Here’s a little idea that might improve the web for everyone. I don’t know how to draft or submit a Request For Comments—I could have read RFC 2026 (BCP 9) but I wasn’t interested—but if anyone would like to see this through, I hope you’ll contact me.
We could improve the overall performance and reduce the request load on most of the world wide web if servers supported a way of sending in one response some or all of the resources that will certainly or likely be requested (GET) as a result of parsing the requested resource.
A sufficient implementation might be possible using existing RFCs. Perhaps a media range of “Multipart” in the Accept request-header field could be used to announce that the client can accept such responses.
The ideal implementation might include optimizations for client and proxy caches, such as a Cached request-header whose value would specify for exclusion from the response any already-cached items and their LastModified, ETag, or other conditional request-header values as appropriate.
Static files served in this manner might be parsed by the web server in order to discover which, if any, other resources (images, audio, stylesheets, DTD’s, etc.) should be sent.
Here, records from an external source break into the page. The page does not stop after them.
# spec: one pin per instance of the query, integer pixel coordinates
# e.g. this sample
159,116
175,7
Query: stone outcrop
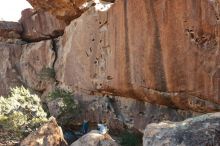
198,131
9,67
66,10
50,134
10,30
118,112
36,65
40,25
137,50
93,138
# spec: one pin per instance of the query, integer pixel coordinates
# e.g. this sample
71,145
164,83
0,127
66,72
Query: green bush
21,112
130,139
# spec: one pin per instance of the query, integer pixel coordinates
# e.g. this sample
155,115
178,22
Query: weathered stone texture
10,30
9,67
197,131
164,52
50,134
40,25
37,65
The server might take cues from a saved list, as from a cache of previous results of parsing or from a manually generated list.
Servers generating resources dynamically might take cues from the program state, or the page generation scripts might cue the server by passing data directly or as a value of an Include response-header. When a proxy detects the Include response-header along with a single-part response, it may assume that the server was incapable of providing a multi-part response and convert the response into a multi-part response if the proxy has a valid copy or wishes to pre-fetch a copy of any or all of the resources indicated by Include.
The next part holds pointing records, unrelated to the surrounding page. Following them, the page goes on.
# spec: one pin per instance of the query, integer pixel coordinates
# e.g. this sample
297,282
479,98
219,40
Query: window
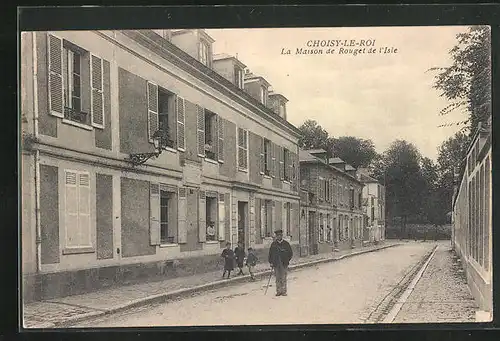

A typical request might proceed in this way:
- Client requests /index.html from example.com with Accept: Multipart
- Server finds index.html and discovers that its display will require a PNG file as a background.
- Server responds:
{response-headers}
{body-part (text/html)}
–boundary
{body-part (image/png)}
–boundary–
In the preceeding example, there is no explicit request for the background image but the client receives it in the payload of the initial response.
Specialized user agents may use the Accept request-header to specify which types of media they prefer to receive but there ought to be a way for agents to specify which types of media they prefer not to receive in multi-part responses. For example, a screen reader probably would want the server to bundle audio but not images. A Reject request-header could indicate unwanted media types or a zero q-value in the Accept header might serve to prevent the server or any proxies from attaching these types.
A proxy handling a non-multi-part request from a client may request resources in multi-part mode and then cache and serve the individual parts as if each had been requested singly. Proxies may construct multi-part responses from parts retrieved individually and they may append additional parts according to any cue, such as by rendering web pages with the engine of their choice (perhaps taking a hint from the User-Agent request-header).
The existence of an entity in a multi-part response should not cause the user agent to display, execute, or otherwise handle the entity. User agents accepting multi-part responses should not store or execute any part which was not used during the course of rendering or interacting with the requested resource.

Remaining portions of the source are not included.